Text analysis of Trump’s tweets confirms he writes only the (angrier) Android half

I’m not going to re-iterate the post here, but the gist of it is that the @realDonaldTrump account tweets from two different phones, and that

the Android and iPhone tweets are clearly from different people, posting during different times of day and using hashtags, links, and retweets in distinct ways. What’s more, we can see that the Android tweets are angrier and more negative, while the iPhone tweets tend to be benign announcements and pictures.

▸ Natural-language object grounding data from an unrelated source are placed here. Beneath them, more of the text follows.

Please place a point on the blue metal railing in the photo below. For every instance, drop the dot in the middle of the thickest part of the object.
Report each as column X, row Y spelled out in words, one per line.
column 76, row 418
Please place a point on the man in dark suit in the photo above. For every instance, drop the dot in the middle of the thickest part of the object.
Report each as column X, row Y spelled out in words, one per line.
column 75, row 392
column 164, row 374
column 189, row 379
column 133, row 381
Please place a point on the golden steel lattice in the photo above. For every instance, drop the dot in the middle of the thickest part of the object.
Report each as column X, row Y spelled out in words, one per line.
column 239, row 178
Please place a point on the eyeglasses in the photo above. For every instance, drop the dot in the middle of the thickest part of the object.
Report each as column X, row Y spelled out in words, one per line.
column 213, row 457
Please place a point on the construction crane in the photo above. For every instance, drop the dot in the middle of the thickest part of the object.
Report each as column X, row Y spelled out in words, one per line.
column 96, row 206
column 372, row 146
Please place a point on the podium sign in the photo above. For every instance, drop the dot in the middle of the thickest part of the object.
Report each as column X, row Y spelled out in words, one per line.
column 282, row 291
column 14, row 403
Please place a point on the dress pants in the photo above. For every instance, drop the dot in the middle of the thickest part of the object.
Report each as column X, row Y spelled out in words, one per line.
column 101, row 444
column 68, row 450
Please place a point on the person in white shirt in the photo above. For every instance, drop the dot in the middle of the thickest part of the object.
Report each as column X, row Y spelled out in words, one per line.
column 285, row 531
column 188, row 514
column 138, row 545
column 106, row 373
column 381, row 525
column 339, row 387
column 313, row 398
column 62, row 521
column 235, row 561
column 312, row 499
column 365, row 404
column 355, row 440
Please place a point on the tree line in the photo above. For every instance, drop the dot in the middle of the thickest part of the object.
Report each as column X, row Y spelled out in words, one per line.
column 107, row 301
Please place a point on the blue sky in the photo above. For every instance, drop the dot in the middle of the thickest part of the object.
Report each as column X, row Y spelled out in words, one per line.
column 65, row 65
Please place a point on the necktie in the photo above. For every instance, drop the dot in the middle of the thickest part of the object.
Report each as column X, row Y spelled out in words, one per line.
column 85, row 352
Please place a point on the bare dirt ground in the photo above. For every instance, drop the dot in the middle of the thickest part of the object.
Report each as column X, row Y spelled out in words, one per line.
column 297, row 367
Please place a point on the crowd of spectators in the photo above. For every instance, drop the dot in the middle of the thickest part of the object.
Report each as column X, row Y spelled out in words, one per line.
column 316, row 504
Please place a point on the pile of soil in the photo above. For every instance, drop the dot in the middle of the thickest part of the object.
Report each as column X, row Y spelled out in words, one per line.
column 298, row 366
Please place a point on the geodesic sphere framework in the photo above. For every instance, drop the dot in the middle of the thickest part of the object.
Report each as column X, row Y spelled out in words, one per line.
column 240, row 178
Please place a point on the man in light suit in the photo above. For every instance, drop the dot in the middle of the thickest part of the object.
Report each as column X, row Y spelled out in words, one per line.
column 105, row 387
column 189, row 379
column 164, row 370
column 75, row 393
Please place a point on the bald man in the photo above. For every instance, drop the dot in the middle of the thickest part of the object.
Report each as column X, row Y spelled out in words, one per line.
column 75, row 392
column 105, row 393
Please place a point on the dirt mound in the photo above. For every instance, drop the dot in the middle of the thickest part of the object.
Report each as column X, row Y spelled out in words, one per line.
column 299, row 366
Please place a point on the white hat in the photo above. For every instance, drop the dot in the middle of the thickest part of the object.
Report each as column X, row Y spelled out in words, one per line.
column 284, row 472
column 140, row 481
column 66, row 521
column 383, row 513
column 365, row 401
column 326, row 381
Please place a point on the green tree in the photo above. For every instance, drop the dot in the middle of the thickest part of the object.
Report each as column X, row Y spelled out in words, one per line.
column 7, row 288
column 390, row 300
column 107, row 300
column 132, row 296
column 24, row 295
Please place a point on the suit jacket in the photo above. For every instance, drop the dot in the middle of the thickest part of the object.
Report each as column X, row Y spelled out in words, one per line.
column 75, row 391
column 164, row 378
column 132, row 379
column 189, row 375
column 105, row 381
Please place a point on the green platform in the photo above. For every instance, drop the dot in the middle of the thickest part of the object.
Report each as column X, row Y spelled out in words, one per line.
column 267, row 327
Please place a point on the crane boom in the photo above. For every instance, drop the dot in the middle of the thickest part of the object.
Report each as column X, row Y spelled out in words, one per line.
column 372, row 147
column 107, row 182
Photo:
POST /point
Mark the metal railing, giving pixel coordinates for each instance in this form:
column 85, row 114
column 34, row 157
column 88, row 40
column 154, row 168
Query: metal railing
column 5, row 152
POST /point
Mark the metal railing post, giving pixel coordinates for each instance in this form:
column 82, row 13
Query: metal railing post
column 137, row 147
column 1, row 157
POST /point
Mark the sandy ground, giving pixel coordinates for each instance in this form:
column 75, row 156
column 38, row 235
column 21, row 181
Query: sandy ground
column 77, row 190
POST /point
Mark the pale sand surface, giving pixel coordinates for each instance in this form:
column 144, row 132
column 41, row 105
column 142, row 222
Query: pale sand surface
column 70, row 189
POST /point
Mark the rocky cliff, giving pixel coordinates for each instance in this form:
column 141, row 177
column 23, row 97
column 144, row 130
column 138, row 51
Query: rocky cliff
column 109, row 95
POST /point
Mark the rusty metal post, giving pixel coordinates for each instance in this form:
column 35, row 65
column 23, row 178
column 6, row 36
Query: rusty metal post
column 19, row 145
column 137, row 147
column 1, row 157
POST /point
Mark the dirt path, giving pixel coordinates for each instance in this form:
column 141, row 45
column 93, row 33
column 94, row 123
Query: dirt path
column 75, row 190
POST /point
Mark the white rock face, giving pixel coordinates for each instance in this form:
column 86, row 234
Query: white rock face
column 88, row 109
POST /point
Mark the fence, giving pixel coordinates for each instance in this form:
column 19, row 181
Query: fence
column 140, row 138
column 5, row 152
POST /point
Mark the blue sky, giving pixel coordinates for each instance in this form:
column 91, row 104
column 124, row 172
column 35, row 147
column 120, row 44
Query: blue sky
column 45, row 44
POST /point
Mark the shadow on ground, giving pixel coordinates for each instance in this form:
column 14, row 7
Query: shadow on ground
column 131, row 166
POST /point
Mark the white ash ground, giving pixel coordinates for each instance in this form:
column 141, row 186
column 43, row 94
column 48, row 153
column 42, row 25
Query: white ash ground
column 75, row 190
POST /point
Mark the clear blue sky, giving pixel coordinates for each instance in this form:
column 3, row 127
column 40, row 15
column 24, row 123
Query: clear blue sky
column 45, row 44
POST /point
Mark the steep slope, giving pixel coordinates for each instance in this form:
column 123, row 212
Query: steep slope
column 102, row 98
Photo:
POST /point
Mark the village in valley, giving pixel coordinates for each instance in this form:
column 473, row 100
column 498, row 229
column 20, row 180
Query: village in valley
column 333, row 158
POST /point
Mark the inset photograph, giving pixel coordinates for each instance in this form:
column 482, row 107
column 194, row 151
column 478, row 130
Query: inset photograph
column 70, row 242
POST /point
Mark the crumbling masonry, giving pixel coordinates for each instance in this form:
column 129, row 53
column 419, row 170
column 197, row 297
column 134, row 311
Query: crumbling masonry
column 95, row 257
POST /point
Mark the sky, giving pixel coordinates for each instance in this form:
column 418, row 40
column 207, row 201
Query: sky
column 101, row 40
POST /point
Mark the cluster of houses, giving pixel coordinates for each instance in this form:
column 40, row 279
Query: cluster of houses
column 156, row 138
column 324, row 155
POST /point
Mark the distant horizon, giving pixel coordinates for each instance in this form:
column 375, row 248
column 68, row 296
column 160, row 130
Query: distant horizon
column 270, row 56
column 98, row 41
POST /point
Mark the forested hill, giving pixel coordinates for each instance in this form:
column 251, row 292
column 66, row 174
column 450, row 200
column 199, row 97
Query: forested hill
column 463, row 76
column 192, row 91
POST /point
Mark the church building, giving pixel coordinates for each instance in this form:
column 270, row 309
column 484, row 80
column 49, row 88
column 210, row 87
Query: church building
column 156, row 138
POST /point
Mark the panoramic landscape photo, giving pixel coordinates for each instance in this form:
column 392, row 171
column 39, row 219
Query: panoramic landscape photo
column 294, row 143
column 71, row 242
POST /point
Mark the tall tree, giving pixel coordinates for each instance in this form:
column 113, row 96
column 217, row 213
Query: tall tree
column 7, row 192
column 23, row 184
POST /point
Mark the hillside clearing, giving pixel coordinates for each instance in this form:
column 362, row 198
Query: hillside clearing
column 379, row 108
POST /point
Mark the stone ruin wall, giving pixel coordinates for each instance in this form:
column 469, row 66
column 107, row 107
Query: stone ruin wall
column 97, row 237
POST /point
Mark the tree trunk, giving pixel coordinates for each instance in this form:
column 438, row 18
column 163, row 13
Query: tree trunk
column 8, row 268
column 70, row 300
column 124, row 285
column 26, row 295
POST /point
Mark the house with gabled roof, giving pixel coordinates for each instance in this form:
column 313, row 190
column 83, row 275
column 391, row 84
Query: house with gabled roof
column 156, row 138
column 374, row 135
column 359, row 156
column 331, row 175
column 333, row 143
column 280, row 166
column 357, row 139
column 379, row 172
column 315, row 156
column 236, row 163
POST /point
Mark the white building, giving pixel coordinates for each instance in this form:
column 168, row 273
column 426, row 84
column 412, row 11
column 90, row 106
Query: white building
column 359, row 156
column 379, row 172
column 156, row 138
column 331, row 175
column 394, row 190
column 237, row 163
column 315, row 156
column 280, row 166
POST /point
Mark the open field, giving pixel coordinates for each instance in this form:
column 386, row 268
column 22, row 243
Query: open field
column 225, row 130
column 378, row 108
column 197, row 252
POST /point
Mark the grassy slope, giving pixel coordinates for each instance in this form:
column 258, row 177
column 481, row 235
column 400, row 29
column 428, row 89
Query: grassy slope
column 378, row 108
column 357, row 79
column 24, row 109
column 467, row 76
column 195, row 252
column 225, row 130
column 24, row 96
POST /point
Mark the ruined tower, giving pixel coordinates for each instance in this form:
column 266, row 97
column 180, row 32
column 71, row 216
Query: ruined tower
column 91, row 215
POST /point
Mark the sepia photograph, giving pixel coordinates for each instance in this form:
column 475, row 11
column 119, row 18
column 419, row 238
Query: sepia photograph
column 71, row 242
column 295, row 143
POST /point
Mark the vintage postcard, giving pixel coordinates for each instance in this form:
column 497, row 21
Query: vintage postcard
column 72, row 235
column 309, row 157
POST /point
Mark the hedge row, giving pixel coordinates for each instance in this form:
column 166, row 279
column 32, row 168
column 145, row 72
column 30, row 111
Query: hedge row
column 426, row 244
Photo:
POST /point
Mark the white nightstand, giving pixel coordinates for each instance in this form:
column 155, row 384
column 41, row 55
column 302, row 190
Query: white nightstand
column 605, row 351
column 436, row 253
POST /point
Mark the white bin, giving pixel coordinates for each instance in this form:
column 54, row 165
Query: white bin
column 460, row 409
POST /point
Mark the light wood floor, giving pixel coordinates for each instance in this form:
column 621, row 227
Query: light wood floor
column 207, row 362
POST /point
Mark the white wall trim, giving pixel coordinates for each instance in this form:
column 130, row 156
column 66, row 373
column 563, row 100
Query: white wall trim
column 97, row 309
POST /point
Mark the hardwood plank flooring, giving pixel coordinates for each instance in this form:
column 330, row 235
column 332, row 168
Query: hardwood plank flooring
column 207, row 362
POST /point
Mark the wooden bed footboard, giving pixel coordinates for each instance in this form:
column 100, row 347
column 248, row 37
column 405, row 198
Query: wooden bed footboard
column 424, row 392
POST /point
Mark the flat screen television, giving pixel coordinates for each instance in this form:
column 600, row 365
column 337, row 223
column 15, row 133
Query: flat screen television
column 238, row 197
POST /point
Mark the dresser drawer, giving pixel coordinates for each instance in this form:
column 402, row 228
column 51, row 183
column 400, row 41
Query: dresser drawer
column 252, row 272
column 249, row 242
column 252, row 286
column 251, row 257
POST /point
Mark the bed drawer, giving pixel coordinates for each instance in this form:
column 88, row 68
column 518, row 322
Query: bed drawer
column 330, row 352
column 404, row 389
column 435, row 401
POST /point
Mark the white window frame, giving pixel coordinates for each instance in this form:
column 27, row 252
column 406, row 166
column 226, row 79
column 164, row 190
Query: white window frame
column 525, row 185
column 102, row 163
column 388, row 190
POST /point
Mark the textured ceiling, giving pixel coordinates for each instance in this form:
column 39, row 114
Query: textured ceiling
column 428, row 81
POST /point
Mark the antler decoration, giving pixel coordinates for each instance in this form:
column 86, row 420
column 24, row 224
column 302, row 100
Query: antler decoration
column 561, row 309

Source: http://varianceexplained.org/r/trump-tweets/

I think this post would be a fantastic and timely first day of class example for a stats / data analysis / data science course. It shows a pretty easy to follow analysis complete with the R code to reproduce it. It uses some sentiment analysis techniques that may not be the focus of an intro course, but since the context will be familiar to students it shouldn’t be too confusing for them. It also features techniques one will likely cover in an intro course, like confidence intervals.

As a bonus, many popular media outlets have covered the analysis in the last few days (e.g. see here, here, and here), and some of those articles might be even easier on the students to begin with before delving into the analysis in the blog post. Personally, I would start by playing this clip from the CTV News Channel featuring an interview with David to provide the context first (a video always helps wake students up), and then move on to discussing some of the visualizations from the blog post.